Common Outdoor Security Camera Placement Errors
Security cameras are not created equally. Some have considerably greater viewing power, much higher resolutions and features, and some can hook up to a wide variety of receiving systems. Your choice in cameras is very important, as depending on your needs and budget, there will be features that are very important and features that are much less so.
However, all cameras are prone to user error, and one of the most common mistakes among people setting up their security cameras is the placement of the camera in or around their household. Cameras can be placed anywhere around your house, but that freedom comes with more mistakes, and these mistakes can prevent you from securing your household they way you want to. Here are a few common (but not widely known) security camera placement mistakes that you should try your best to avoid.
1. Pointing Your Camera At the Sun
A common mistake with outdoor cameras is to point the cameras in a location that may, at some point, face directly into the sun without adequate sun cover. It is not the light from the sun that one has to worry about – though too much sunlight can make it difficult to see out of your camera – it is the suns rays that can do the damage. There are two problems that may occur:
First, the lens of your camera can collect the sun’s rays like a magnifying glass, focus the rays into a single point, and burn the components inside the camera, much like those that use their magnifying glass to burn paper. This can permanently damage the camera and possibly be a safety hazard. Another problem is that some cameras use an older sensor, and the light from the sun can overload the sensor, damaging it or, at the very least, temporarily blinding it for your security.
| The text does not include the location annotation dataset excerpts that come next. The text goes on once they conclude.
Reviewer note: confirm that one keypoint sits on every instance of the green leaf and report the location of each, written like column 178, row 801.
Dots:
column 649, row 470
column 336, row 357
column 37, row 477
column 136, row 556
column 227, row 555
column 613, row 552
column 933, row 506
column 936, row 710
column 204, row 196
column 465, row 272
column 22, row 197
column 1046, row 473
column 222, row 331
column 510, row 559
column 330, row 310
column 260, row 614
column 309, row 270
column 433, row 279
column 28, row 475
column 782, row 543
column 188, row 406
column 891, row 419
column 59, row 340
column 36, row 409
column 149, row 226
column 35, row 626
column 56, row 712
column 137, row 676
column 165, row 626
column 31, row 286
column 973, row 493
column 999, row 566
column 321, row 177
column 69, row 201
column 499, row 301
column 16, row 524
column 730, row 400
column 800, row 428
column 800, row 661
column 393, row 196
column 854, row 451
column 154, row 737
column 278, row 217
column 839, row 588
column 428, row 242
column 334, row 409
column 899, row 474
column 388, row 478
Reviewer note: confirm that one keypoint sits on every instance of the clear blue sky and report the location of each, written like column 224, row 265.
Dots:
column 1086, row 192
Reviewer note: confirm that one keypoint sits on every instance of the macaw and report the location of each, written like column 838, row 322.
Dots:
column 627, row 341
2. Keeping it Too Far Away
Some people like to get help installing cameras in locations that are extremely difficult to access. While in some ways this can be good for security (greater viewing area, out of reach of intruders, etc.), it can also pose serious problems if you do not have a way to reach the camera very easily.
For example, infrared cameras have a tendency to attract bugs, including spiders. Should a spider weave a web in front of the camera, you need to be able to clean the web off easily to prevent obstructed views. If the camera is too far out of reach, this may not be possible. Make sure you have a way to reach the camera whenever you need to, without putting yourself in danger.
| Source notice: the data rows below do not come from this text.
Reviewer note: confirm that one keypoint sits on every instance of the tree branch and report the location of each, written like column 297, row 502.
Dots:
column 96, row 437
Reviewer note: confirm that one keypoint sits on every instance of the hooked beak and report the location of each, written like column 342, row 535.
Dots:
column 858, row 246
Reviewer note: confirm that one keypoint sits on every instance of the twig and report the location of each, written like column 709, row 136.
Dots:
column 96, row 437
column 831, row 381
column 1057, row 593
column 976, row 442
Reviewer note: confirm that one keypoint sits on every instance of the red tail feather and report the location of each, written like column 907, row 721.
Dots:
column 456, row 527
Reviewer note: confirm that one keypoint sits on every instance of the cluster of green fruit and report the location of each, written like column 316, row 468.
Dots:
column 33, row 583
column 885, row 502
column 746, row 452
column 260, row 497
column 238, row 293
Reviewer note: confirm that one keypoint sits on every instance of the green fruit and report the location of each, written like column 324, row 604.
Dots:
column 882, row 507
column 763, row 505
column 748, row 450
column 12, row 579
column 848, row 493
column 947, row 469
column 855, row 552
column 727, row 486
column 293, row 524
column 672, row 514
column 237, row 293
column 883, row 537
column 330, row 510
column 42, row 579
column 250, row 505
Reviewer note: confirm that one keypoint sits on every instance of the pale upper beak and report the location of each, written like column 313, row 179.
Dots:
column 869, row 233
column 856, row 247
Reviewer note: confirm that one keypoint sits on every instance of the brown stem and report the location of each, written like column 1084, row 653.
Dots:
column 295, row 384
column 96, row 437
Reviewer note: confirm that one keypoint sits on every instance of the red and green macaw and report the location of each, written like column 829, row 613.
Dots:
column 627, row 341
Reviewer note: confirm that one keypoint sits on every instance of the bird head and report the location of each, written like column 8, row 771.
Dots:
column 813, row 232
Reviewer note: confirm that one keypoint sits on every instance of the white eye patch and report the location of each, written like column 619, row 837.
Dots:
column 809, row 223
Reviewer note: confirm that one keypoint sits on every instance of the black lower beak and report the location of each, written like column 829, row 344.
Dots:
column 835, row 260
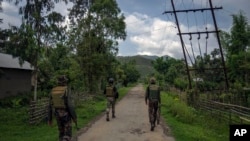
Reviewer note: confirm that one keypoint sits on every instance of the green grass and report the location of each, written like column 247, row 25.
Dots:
column 14, row 124
column 188, row 124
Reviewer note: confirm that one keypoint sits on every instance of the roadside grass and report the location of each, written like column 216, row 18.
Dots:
column 188, row 124
column 14, row 124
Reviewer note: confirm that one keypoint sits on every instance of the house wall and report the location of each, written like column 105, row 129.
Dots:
column 14, row 81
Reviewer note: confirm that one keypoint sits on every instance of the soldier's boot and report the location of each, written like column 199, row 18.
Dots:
column 152, row 127
column 107, row 118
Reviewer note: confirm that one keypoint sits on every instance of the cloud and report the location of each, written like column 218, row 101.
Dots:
column 155, row 36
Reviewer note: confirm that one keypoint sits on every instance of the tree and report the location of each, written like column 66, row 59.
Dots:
column 236, row 45
column 29, row 41
column 130, row 71
column 94, row 38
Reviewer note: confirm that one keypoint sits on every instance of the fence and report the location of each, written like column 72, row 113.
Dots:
column 38, row 110
column 234, row 114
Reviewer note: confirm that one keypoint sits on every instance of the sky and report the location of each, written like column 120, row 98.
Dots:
column 150, row 32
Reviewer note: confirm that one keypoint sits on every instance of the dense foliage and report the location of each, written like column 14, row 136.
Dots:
column 85, row 49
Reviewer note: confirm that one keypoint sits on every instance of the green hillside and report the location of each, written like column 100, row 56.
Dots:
column 143, row 63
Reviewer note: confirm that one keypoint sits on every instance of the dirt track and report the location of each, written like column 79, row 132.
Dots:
column 131, row 122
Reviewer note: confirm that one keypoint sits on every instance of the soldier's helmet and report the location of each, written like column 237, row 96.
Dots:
column 152, row 80
column 111, row 80
column 62, row 80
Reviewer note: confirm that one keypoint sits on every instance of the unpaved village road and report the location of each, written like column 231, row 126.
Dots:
column 131, row 122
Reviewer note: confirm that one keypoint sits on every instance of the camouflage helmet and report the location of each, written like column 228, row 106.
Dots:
column 111, row 80
column 62, row 79
column 152, row 80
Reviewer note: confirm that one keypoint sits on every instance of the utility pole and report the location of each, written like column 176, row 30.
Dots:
column 202, row 32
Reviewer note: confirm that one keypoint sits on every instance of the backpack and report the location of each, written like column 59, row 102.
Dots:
column 109, row 91
column 153, row 92
column 59, row 95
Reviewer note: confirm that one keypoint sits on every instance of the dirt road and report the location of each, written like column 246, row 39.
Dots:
column 131, row 122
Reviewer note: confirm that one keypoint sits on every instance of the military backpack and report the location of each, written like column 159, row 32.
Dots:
column 110, row 91
column 59, row 95
column 153, row 92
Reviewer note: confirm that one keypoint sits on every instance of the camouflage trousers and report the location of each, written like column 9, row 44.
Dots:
column 64, row 124
column 110, row 105
column 152, row 111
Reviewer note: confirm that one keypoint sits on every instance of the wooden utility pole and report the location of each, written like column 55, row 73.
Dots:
column 202, row 32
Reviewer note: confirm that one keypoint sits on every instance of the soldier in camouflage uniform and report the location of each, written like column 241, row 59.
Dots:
column 111, row 94
column 63, row 109
column 153, row 99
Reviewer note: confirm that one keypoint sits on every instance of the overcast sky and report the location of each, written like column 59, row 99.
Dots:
column 149, row 32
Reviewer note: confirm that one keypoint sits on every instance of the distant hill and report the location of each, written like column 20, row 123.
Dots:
column 143, row 63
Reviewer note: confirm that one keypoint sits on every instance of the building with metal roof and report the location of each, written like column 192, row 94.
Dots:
column 14, row 78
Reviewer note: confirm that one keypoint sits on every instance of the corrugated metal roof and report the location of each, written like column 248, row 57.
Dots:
column 7, row 61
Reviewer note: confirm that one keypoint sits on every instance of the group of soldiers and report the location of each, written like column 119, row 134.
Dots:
column 61, row 105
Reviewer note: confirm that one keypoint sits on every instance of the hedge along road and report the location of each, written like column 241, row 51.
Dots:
column 131, row 122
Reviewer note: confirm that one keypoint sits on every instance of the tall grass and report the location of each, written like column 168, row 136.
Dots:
column 188, row 124
column 14, row 124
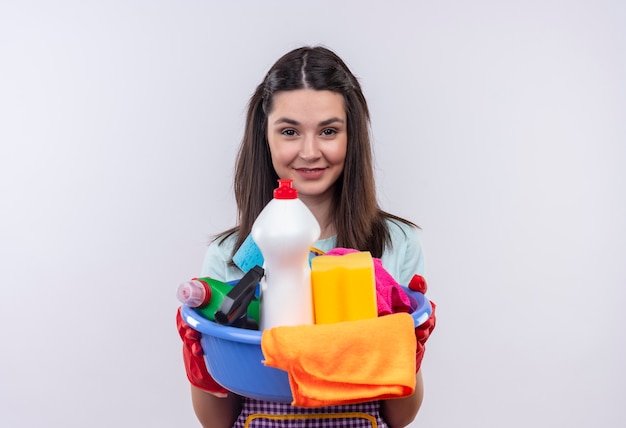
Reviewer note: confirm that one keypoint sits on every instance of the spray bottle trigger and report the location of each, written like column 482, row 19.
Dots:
column 233, row 310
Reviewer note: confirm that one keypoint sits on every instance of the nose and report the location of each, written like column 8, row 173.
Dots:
column 309, row 149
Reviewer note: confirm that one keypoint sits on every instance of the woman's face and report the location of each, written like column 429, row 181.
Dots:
column 307, row 135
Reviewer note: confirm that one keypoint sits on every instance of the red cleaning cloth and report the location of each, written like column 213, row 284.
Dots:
column 346, row 362
column 390, row 298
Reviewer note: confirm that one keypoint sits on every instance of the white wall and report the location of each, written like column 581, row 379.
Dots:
column 499, row 128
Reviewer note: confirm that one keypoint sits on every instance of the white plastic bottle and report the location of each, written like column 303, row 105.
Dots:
column 285, row 231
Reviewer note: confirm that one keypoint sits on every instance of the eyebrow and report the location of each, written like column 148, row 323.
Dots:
column 295, row 122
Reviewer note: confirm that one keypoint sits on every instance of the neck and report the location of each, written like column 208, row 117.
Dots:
column 321, row 210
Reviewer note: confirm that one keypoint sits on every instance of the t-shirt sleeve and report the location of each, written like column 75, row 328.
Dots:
column 405, row 258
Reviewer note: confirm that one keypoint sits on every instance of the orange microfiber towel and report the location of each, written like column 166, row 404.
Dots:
column 345, row 362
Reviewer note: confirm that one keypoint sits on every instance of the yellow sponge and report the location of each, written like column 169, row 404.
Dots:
column 344, row 287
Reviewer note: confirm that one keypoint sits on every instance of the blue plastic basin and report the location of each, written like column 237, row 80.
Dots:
column 234, row 358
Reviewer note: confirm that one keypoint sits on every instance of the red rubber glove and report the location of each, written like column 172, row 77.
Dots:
column 422, row 332
column 193, row 356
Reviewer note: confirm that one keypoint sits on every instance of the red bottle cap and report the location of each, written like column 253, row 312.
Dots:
column 285, row 189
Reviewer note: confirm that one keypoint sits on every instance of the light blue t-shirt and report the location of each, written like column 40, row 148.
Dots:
column 402, row 260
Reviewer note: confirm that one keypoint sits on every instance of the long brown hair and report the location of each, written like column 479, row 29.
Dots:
column 359, row 221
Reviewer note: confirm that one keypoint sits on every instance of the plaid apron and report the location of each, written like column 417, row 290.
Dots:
column 266, row 414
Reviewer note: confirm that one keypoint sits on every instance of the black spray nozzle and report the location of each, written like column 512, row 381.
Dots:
column 233, row 310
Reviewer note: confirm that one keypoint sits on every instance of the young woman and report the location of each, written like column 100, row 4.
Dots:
column 309, row 121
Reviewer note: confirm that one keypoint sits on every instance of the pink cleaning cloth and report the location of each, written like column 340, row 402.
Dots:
column 390, row 297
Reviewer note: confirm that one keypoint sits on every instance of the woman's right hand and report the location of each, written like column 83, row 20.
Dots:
column 193, row 357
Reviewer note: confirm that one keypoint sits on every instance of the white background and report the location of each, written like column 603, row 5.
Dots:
column 499, row 127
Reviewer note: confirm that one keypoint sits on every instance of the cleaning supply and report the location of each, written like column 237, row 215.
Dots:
column 234, row 306
column 344, row 287
column 347, row 362
column 248, row 255
column 284, row 231
column 206, row 295
column 390, row 297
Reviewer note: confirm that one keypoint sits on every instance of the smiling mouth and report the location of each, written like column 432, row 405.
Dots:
column 310, row 169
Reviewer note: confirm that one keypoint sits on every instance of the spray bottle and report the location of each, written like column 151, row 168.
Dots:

3. Wireless Security Cameras Have Location Problems
Wireless security cameras send signals through the air to a receiver somewhere inside of your home. Unfortunately, these wireless signals can be obstructed by walls, plants – even people. When obstructed you may get blurry or no signal. In addition, these problems can be exacerbated during harsh weather conditions. Setting up a wireless camera has to be done carefully, within range of a good receiver and with a great deal of testing to make sure it works in all conditions.